Modulation of Tubuloglomerular Feedback by Angiotensin II Type 1 Receptors During the Development of Goldblatt Hypertension

Abstract

It has been suggested that the increased levels of angiotensin II (Ang II) in the contralateral kidney of two-kidney, one clip (2K1C) Goldblatt hypertensive rats act to enhance tubuloglomerular feedback responsiveness and proximal tubular reabsorption and thereby exert a substantial sodium-retaining influence on the nonclipped kidney.
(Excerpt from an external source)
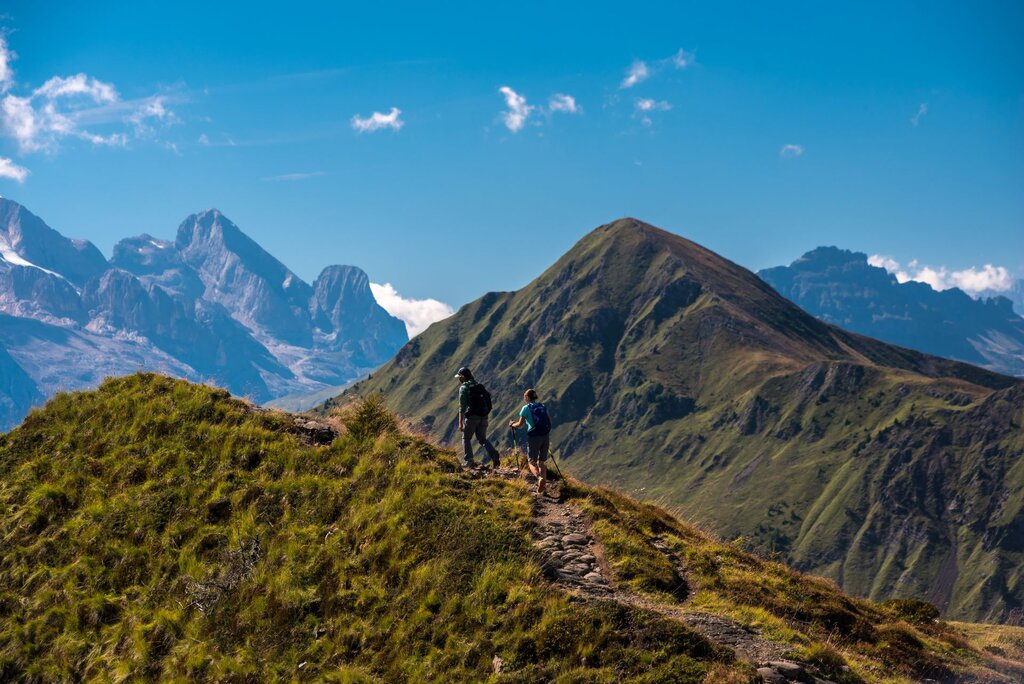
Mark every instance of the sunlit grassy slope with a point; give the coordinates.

The current study investigated the Ang II dependency of tubuloglomerular feedback responsiveness in the nonclipped kidney during the early stages of development of 2K1C hypertension. Stop-flow pressure feedback responses were assessed in the nonclipped kidney of 2K1C rats during control conditions and after systemic administration of the Ang II type 1 receptor antagonist losartan (10 mg/kg). In 1-week clipped and sham-operated rats, losartan administration decreased mean arterial pressure (from 143±6 to 123±2 mm Hg, P <.01, and from 129±2 to 106±5 mm Hg, P <.01, respectively) and attenuated the magnitude of the maximal feedback responses (from −12.9±1.2 to −3.0±0.3 mm Hg, P <.01, and from −13.2±1.5 to −3.6±1.1 mm Hg, P <.01, respectively). The decreases in mean arterial pressure were not significantly different in sham-operated and 1-week clipped rats. In 3-week clipped rats, mean arterial pressure was further elevated (163±6 mm Hg) compared with sham-operated rats (134±4 mm Hg, P <.01). Although maximal tubuloglomerular feedback responses were similar in 3-week clipped and sham-operated rats, the late proximal perfusion rate eliciting a half-maximal response averaged 13±2 nL/min in the 3-week clipped and 18±1 nL/min in the sham-operated rats ( P <.05), indicating enhanced tubuloglomerular feedback responsiveness in the nonclipped kidney. After losartan administration, mean arterial pressure decreased by 32±5 and 43±3 mm Hg, and the maximal tubuloglomerular feedback responses were markedly attenuated in both the sham-operated rats (from −12.3±1.9 to −2.4±0.9 mm Hg, P <.01) and clipped rats (from −9.6±0.6 to −1.8±0.5 mm Hg, P <.01). These data indicate that during the early stages of 2K1C Goldblatt hypertension, tubuloglomerular feedback responsiveness in the nonclipped kidney is maintained or slightly enhanced and highly dependent on Ang II type 1 receptor activation.